Rather than creating a traditional adventure, Team Lune claims that the game is "about experiencing things" in a very personal way without any words to tell the story or offer instructions. As advertised, the playable demo is available now directly from the official website, thrusting you straight into the action with no preamble (but I'll give you a hint: keyboard controls moon, mouse controls character). 

There is currently no firm deadline set for the release of Lune, but the developers are targeting completion for Windows, Mac, and Linux sometime this fall.



The word "harvest" may bring to mind pastoral scenes of farms and fields, but it takes on a whole different meaning in the upcoming futuristic detective mystery by that name, currently seeking funds through Kickstarter.

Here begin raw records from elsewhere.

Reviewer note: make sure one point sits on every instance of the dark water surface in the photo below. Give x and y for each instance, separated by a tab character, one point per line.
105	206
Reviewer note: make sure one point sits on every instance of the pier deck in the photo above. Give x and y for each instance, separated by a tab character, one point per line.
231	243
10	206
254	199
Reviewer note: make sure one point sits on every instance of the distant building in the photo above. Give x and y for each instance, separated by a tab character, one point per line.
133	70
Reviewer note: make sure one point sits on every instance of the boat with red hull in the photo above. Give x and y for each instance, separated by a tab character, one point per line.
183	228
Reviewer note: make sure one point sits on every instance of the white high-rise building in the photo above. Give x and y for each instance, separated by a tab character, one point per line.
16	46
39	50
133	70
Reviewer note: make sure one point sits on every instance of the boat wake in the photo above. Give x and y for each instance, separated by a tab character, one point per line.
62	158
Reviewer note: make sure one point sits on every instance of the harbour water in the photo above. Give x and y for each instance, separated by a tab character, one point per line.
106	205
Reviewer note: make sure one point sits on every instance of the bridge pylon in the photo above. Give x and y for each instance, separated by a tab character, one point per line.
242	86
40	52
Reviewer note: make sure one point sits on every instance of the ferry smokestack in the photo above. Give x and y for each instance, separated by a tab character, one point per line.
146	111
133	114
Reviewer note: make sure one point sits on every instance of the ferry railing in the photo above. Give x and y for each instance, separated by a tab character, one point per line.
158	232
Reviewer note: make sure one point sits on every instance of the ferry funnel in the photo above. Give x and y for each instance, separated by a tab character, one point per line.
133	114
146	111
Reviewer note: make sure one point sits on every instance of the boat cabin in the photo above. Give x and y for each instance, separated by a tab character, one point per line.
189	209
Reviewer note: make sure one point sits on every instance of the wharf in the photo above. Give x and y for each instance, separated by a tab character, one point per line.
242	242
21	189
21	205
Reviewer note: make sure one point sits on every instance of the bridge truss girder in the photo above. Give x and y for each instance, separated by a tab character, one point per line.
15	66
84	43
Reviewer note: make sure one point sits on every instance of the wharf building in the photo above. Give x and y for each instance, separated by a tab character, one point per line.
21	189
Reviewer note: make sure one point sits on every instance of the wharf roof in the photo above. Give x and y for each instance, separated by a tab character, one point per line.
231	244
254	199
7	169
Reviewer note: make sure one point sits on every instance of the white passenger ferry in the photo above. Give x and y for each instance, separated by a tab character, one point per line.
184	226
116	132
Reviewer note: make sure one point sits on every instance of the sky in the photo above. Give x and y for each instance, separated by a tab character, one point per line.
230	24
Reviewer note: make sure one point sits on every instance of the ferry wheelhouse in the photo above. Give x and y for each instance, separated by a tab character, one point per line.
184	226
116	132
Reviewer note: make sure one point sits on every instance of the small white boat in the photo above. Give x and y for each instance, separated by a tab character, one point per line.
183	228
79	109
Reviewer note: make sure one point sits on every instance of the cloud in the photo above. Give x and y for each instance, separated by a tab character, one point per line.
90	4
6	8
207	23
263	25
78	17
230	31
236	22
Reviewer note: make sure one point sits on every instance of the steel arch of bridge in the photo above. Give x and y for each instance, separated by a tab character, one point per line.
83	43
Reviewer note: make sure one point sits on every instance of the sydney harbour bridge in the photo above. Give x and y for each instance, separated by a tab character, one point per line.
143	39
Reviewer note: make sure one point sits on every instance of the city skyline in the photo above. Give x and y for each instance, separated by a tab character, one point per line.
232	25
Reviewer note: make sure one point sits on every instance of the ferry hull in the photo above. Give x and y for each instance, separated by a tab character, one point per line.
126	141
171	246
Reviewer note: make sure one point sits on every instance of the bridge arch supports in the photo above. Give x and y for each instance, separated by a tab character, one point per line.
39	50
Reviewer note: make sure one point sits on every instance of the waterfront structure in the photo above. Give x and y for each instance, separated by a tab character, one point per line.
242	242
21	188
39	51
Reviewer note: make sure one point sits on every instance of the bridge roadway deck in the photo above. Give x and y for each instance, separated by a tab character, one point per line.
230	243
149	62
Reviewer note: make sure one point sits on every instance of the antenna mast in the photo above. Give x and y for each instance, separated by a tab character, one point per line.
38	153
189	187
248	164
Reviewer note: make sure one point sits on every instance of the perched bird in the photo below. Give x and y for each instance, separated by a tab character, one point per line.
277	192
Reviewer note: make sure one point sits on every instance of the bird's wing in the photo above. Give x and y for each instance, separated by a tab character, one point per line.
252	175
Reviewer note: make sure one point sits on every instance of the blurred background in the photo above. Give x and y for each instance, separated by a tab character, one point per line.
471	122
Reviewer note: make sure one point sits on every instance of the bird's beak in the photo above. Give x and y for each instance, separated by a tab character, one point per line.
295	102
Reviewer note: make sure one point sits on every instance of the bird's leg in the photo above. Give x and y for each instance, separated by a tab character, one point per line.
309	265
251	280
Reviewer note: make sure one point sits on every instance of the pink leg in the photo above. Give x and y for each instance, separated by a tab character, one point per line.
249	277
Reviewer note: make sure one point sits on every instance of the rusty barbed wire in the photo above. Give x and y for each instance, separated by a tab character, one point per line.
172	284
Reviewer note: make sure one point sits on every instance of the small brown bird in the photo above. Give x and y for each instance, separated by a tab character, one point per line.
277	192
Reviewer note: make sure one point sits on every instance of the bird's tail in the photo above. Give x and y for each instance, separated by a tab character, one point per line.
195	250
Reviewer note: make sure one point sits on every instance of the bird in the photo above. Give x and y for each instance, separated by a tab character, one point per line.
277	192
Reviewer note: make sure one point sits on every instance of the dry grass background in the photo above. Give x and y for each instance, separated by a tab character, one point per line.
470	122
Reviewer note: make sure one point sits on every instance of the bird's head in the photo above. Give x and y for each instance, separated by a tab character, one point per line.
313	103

Indie developer GondeFire's Harvest (not to be confused with Michael B. Clark's 2002 adventure) takes place in a future where chemical war has left "99% of the Earth's population unable to produce offspring. The remaining fertile humans are crucial to the survival of mankind, however they begin to disappear mysteriously." Players will control a detective working in Detroit as he attempts to "solve the case and help save the world from human extinction."

Described by designer Kevin Gondek as a stylistic mix between Snatcher and Phoenix Wright, the gameplay in this first-person adventure is largely conducted through action menus with basic commands such as "Look, Investigate and Move", while useful tools needed for your investigation can be accessed through the item menu. Along the way, players will need to contend with periodic action sequences throughout the game as well.

Harvest promises to be hand-painted in high resolution, as teased in the early concept artwork and trailer. In order to polish the game with rich animation, full voiceovers, music and sound effects, however, GondeFire is seeking $10,000 by July 1st through Kickstarter. A successful campaign will result in the game (ideally) being completed in February 2014 for Windows, Mac, and Linux, with other platforms possible if stretch goals are reached. A $20 contribution will result in a downloadable version of the game upon release.

To learn more about Harvest and the crowdfunding campaign, visit the Kickstarter page for the full scoop and pledge options.



After being teased with some stylish hand-painted watercolor screenshots of The Coral Cave, adventure fans will want to keep a close eye on Atelier Sentô's surreal Okinawa island-based title until it's released late next year.

Set on a remote island in the Okinawa archipelego, The Coral Cave tells the story of a young girl named Mizuka. After experiencing a strange dream one night, she wakes up to find "a terrible danger is threatening her village. Mizuka must explore the surroundings and enter a mysterious spirit world in order to save her island."

Created by French comic artists Cécile Brun and Olivier Pichard, The Coral Cave will be "entirely handmade in watercolors and will feature lots of animations, characters and backgrounds." As seen in early screenshots, the developers' fondness for Hayao Miyazaki's films is clearly evident, but the design was directly inspired by their personal travels in Okinawa. This includes the closed-eye character art for Mizuka, as the artists "loved the faces" of some local children they met in the area.

Unfortunately, we're going to have to wait a while to experience the full game, as given the small development team working on it, The Coral Cave likely won't be completed until the end of 2014. In the meantime, you can view keep an eye on the game's progress at the developer's website.